I was planning to publish this post today, and was supported in my plan when we read this devotional  this morning from our “Stand a Little Taller” book, quotes from President Gordon B. Hinckley.  “We speak of the fellowship of the Saints.  This is and must be a very real thing.  We must never permit this spirit of brotherhood and sisterhood to weaken.  We must constantly cultivate it.  Simply put, we must be friends.  We must love and honor and respect and assist one another.  Wherever Latter-day Saints go, they are made welcome, because Latter-day Saints are mutual believers in the divinity of the Lord Jesus Christ and are engaged together in His great cause.  We are one great family…”.




  1. Great post! I do feel bad that your personal decisions were questioned so much, that it was assumed that you HADN'T thought or prayed about this decision, or worse-that if you HAD done so, you wouldn't have gotten that answer! It's kind of funny, in hind sight, how tactless well meaning people can be when they attempt to voice concern about anything personal (classic examples being what people say to pregnant women....). Obviously if the Lord directed you to move somewhere, He needed you there! Faithful members are needed everywhere, and only the Lord can tell you where He needs you-and where you and your family need to be to meet the people they need and have the experiences they need to have.

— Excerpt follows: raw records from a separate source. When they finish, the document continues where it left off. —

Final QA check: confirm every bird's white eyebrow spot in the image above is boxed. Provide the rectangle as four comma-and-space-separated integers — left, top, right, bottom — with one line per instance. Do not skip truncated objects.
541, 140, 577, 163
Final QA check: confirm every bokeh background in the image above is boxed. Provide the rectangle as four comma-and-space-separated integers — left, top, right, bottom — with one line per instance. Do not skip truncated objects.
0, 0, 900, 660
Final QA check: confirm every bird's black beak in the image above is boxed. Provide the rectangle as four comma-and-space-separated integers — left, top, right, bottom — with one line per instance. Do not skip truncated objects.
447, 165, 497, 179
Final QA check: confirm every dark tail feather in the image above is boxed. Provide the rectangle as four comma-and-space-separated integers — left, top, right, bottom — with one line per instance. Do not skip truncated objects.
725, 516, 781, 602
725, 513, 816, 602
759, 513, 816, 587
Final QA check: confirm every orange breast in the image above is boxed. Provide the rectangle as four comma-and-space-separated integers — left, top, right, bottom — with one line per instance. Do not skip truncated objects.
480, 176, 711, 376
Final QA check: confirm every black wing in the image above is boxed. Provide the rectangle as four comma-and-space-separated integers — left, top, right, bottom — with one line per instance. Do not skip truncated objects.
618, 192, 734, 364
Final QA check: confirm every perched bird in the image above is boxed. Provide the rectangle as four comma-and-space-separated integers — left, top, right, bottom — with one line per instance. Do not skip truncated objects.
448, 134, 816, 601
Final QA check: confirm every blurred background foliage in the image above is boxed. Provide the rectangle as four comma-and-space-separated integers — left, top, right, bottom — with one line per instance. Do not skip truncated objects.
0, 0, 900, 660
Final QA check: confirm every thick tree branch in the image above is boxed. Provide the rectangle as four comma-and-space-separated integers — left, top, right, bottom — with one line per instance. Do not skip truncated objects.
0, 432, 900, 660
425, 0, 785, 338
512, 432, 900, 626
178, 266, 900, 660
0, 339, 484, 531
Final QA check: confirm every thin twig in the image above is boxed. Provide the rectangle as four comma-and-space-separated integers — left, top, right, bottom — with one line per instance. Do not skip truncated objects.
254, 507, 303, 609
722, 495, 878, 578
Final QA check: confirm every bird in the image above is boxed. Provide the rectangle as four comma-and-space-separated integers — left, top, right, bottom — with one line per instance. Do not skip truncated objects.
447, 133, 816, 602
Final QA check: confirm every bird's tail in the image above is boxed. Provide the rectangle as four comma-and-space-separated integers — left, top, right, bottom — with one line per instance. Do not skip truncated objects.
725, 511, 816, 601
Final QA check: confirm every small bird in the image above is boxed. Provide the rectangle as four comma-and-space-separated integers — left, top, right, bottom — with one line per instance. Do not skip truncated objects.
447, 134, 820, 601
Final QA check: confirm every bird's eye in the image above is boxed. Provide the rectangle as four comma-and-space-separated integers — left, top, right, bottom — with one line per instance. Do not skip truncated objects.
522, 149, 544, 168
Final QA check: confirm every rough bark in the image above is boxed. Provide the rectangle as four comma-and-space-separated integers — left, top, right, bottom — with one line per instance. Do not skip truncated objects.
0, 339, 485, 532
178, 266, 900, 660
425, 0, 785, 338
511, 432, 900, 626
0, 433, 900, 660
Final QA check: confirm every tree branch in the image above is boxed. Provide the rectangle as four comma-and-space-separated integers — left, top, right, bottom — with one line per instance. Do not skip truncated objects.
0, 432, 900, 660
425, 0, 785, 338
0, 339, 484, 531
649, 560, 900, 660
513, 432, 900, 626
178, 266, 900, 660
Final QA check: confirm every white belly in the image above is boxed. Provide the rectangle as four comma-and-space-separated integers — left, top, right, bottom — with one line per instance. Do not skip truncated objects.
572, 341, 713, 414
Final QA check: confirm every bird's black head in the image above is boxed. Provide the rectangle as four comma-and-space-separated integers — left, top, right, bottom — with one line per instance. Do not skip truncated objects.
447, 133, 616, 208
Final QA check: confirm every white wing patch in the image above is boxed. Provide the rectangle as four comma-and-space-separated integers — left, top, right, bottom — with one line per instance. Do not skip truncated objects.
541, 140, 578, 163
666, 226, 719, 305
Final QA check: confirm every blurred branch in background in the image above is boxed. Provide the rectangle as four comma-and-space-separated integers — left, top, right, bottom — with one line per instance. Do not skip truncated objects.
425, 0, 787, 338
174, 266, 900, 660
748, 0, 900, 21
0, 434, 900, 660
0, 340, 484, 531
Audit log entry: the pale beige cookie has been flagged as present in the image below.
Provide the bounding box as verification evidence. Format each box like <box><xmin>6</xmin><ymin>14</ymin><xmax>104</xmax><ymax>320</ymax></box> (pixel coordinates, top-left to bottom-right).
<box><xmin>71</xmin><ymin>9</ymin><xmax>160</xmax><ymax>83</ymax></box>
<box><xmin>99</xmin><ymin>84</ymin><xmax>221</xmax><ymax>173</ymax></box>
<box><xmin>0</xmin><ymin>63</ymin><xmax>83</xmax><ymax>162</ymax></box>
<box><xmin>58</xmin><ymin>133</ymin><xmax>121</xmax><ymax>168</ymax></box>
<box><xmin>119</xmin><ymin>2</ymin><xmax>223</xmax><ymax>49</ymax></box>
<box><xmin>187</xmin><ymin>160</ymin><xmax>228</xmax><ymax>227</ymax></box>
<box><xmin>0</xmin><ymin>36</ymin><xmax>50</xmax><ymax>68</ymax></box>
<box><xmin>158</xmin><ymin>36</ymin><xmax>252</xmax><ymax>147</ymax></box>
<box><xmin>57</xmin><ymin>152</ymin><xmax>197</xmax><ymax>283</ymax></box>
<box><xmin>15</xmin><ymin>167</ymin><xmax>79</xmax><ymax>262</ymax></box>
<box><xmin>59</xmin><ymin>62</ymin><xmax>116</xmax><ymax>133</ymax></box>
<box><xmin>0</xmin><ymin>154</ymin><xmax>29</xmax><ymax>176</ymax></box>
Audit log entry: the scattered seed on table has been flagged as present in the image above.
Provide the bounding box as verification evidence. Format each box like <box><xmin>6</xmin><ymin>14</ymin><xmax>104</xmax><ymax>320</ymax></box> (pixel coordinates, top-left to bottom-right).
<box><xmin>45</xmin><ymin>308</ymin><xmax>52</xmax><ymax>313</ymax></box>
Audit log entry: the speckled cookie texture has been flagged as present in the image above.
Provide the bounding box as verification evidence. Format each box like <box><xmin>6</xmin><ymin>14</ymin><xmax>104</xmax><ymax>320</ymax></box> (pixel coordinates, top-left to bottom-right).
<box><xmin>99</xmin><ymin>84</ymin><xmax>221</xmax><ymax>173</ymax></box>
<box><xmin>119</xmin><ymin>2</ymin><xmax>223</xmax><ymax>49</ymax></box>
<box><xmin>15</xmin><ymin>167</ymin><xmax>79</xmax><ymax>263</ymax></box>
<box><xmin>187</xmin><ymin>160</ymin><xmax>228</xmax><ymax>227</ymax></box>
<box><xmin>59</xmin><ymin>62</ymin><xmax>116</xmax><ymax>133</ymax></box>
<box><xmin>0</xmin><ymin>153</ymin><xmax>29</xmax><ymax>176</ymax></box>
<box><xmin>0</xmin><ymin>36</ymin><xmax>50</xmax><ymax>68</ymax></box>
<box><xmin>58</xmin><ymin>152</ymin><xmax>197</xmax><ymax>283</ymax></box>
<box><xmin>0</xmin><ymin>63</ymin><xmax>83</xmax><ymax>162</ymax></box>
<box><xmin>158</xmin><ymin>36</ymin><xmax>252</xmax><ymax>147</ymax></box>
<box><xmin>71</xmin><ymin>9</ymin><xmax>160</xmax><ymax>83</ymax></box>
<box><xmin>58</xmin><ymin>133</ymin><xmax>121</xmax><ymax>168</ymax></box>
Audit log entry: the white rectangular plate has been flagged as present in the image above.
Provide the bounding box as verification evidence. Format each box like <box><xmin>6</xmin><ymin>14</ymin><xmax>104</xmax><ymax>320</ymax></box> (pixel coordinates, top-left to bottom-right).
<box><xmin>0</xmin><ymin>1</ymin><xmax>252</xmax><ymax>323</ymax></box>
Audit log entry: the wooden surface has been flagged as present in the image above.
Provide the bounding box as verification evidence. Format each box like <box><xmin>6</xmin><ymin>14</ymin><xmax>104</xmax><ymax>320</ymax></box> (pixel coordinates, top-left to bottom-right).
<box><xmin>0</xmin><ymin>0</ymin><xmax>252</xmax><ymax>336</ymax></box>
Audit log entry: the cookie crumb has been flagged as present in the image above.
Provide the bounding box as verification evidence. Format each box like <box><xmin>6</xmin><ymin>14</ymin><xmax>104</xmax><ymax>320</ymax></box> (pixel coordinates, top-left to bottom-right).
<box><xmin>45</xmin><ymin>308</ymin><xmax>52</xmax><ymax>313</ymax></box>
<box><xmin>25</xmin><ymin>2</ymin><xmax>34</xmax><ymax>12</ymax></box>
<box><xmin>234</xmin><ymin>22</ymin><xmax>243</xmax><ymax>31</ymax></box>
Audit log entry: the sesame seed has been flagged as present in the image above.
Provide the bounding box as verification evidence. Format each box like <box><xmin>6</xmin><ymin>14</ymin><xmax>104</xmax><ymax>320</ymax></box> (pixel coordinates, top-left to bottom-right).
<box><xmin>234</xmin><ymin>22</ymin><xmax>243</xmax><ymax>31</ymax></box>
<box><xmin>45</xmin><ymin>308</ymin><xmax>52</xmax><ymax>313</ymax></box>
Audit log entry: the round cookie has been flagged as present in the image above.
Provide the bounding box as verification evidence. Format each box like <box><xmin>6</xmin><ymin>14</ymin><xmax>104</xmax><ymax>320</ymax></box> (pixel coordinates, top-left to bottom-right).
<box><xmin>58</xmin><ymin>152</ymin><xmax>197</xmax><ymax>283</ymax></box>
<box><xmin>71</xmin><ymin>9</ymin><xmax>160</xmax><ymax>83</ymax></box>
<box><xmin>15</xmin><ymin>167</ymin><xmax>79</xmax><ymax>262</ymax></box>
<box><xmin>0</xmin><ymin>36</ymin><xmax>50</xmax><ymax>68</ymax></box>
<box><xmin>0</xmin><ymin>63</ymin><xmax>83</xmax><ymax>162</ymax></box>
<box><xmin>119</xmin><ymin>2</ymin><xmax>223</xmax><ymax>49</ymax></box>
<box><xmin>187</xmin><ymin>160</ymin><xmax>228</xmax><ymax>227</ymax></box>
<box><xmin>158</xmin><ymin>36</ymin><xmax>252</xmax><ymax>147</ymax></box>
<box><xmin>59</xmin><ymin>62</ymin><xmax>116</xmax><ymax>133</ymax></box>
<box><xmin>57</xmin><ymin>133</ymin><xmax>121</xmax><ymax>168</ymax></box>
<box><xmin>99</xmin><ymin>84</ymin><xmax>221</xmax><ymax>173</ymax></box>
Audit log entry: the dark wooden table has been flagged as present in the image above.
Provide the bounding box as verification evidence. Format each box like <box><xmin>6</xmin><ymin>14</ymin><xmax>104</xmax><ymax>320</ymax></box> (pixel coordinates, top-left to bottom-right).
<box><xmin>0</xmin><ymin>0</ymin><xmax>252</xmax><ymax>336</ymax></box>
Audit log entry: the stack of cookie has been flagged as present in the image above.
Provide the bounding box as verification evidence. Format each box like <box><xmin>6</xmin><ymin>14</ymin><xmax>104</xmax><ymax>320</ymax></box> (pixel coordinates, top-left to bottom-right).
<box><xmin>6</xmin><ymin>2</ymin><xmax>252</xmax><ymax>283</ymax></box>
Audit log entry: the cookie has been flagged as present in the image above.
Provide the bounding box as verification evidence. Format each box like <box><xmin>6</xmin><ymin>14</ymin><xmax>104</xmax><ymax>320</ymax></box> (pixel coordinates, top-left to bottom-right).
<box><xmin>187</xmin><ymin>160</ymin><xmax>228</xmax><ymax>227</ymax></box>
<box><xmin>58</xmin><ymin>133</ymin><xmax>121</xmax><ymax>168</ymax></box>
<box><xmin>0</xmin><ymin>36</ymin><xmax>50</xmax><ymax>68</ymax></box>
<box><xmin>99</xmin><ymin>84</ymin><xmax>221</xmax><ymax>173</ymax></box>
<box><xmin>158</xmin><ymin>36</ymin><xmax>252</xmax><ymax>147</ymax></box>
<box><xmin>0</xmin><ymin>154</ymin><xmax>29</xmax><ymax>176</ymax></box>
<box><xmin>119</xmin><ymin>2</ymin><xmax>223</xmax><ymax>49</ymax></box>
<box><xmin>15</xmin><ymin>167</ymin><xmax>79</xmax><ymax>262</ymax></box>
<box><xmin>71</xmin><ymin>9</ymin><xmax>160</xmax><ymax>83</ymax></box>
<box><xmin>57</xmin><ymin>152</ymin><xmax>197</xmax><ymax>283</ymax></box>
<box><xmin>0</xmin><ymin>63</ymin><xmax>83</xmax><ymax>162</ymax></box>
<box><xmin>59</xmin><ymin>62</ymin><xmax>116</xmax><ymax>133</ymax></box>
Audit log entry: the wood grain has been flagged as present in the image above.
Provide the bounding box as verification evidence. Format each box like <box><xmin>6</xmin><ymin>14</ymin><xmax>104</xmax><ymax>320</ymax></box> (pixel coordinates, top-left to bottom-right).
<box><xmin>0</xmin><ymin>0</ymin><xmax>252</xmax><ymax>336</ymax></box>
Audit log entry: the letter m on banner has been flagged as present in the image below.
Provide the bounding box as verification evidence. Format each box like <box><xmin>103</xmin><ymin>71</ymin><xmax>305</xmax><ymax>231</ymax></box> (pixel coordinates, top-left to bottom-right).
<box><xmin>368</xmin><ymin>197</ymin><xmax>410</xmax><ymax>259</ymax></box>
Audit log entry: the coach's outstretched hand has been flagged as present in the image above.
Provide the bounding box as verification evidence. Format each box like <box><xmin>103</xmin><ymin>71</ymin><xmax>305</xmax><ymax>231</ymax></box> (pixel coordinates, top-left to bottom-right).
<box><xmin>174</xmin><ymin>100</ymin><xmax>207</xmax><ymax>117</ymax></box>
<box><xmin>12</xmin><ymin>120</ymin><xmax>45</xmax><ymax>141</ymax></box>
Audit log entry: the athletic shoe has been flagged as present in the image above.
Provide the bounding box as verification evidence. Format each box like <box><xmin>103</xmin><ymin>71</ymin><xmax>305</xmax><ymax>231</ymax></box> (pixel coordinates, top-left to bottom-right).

    I think you hit the nail on the head about pride-I've felt it on both sides of the fence in various things, for example, people who pride themselves for attending a BYU school, and pride for having NOT "needing" to attend a Church School, as if it's some badge of honor to have survived living an honor code and curfew or NOT having either of those things and still managing to live a chaste life. Pride for having lived in the "mission field" (a term I didn't know existed until I attended BYU-I) and been strong, pride for having lived in Utah and not been swayed by peers whether they were LDS or not to stay strong.

    And total opinion based on my personal experience is that the phrase "Utah Mormon" has absolutely NOTHING to do with the fact that the "Mormon's" in question live in "Utah." In my experience, the term "Utah Mormon" has been used to mean people of the LDS faith who are perceived by others (whether fairly or not) to be living the "Mormon Culture" rather than the "LDS Church doctrine." Unfortunately, when you have a large group of any kind concentrated together, stereotypes are far too easy to come by, and any discrepancies/hypocrisy's seem magnified. My perception of the use of the phrase "Utah Mormon" also tends towards naiveness, maybe those who don't seem to "get" certain things. Like, I don't know...they don't know what it's like to be the only member in a 50 mile radius or wake up at 4:30am to go to seminary and somehow it makes them less...aware? That it they can't appreciate challenges like that? But on the flip side, those not in Utah don't know what it's like to be stereotyped by just about everyone and having assumptions made about them all the time. I know it'd drive ME nuts. Or as a roommate from Draper explained to me, growing up in her ward, she referred to a group of people she knew as "Utah Mormons" because they still held fast to the belief system that physical possessions were proof of blessings for living a righteous life and the lack of those things were proof of a sinful life, which we've been taught over and over that that's not always the case. I wonder if the use of this term is similar to throwing around the words "Southern Baptist" and "Bible Belt"?

    Anyhow, I wholeheartedly agree that we should stop trying to "ite" ourselves into subgroups! We are God's children. We are trying our best to live our lives riddled with challenges and successes-why make it harder on ourselves by categorizing? I dunno, but I am now committed to eliminate the phrase "Utah Mormon" (Sorry I'm guilty! Sometimes I use it to describe perfect hair....) or any other phrase (I didn't even know the term "mission field" meant anywhere OUTSIDE UT/ID until I went to BYU-I and heard someone else use the term-I thought "mission field" meant anywhere a person could be called to serve a mission...) that creates a subgroup.

  2. Yeah, yeah, yeah. Whatever, still miss you lots and curse the day you moved. Stop it with your perfectly inspired reasoning. Bah humbug.

    Ok, of course you are right. Still miss you though.